Ta da! What could be more foolproof than that? The starting premise is obviously correct, and the same thing is done to both sides of the equation until it spits out a conclusion that even a guy like me would have to admit is true. Right? Right???

Well, obviously not, otherwise I wouldn’t have written this blog. While it appears that the same x is being subtracted from both sides in the third line, it’s actually two different x’s. When you multiply a number by 10, you don’t simply add 9 to it (more on this in part 2)… you get that 9 before the decimal point by moving the decimal place over to the right one space. This is true of any real number… multiplying by 10 moves the decimal place over once. By doing this, there is one less digit to the right of that decimal point. That’s true of every finite number, and should also be considered true of infinite numbers. Therefore, when one subtracts x in the equation above, you’re subtracting an infinite series of 9’s from another infinite series of 9’s that is one digit shorter. If you want to see me do all of the actual math to show you that this checks out, view my YouTube video on the subject.

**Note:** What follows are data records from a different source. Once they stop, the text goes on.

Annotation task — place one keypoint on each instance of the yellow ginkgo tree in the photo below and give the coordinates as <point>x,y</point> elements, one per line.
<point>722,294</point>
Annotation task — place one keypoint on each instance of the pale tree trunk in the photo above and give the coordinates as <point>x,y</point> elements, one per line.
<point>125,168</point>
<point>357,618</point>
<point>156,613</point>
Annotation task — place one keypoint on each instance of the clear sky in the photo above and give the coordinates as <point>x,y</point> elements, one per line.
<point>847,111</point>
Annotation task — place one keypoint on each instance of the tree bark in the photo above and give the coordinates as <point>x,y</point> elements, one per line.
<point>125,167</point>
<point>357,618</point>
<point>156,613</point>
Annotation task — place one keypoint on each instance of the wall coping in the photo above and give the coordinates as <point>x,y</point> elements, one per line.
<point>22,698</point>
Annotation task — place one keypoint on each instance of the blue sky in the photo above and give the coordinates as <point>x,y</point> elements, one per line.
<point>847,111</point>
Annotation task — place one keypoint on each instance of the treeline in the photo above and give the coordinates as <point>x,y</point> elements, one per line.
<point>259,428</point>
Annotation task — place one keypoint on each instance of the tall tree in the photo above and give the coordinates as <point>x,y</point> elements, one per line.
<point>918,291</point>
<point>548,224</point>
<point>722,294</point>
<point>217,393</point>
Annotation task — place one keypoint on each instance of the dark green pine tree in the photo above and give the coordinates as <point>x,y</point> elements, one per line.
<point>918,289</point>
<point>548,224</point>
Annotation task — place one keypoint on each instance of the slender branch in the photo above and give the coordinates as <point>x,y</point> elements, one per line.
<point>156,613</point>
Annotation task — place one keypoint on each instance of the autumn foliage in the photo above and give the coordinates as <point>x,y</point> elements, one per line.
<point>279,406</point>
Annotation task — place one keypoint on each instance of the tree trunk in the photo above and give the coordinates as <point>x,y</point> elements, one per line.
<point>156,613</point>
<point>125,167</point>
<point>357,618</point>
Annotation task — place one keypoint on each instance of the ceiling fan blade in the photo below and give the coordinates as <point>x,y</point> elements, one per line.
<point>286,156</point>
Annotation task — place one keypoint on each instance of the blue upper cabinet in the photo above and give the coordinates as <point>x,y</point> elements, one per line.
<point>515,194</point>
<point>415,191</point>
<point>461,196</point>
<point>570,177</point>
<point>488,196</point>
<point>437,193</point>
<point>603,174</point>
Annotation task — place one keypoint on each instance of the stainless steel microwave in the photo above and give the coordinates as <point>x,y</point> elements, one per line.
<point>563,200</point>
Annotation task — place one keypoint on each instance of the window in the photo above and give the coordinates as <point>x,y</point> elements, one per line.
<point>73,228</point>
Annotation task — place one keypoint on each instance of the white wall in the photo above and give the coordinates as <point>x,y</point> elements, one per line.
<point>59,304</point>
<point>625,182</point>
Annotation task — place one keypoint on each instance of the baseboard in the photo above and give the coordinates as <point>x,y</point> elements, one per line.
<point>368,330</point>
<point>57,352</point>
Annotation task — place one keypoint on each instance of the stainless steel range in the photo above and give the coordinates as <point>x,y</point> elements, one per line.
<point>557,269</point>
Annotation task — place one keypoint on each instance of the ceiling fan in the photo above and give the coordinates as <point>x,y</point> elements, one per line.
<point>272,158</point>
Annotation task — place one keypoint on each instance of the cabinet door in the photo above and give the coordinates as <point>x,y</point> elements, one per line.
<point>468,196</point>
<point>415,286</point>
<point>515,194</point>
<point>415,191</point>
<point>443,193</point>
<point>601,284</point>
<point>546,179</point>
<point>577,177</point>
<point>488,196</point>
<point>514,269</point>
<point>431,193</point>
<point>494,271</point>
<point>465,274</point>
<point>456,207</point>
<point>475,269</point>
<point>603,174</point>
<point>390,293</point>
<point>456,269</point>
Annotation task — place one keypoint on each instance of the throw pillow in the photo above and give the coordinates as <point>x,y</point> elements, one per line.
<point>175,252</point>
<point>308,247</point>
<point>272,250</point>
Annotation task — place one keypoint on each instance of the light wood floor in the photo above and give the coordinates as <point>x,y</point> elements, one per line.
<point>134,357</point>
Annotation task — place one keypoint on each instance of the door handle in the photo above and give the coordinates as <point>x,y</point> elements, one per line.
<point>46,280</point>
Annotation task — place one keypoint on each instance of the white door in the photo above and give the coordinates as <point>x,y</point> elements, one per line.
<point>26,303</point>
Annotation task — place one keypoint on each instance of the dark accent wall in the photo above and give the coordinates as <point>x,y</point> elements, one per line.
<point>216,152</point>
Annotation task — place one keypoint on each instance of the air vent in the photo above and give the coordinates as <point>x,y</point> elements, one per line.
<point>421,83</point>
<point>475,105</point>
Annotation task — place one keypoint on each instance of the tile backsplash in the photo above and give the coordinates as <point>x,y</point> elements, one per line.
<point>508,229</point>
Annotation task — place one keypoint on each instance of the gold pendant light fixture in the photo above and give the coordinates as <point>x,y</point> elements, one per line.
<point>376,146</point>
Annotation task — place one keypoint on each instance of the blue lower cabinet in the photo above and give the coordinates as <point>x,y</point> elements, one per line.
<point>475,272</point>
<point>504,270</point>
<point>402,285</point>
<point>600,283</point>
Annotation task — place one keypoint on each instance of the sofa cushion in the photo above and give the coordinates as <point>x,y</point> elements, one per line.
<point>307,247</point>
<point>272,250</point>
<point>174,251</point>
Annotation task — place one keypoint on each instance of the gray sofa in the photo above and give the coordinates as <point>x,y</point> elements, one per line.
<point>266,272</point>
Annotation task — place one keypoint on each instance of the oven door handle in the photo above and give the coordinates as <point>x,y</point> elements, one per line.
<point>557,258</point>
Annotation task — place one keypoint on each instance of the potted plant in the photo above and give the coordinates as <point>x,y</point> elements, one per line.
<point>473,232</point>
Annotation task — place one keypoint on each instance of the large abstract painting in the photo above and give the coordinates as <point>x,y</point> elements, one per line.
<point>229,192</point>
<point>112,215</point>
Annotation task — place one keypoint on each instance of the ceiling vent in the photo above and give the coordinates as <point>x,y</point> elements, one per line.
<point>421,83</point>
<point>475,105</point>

A final note: While I welcome criticism, please don’t tell me .999… multiplied by 10 still has the same number of 9’s after the decimal point unless you can demonstrate why this is so. I’ve already talked about how mathematicians accept different size infinities, and I explained in my first blog in this series why inductive reasoning suggests that if any real number multiplied by 10 has one less digit after the decimal point then it should still be true when dealing with infinite digits. If you’re going to argue with me, please present a point that I haven’t already refuted.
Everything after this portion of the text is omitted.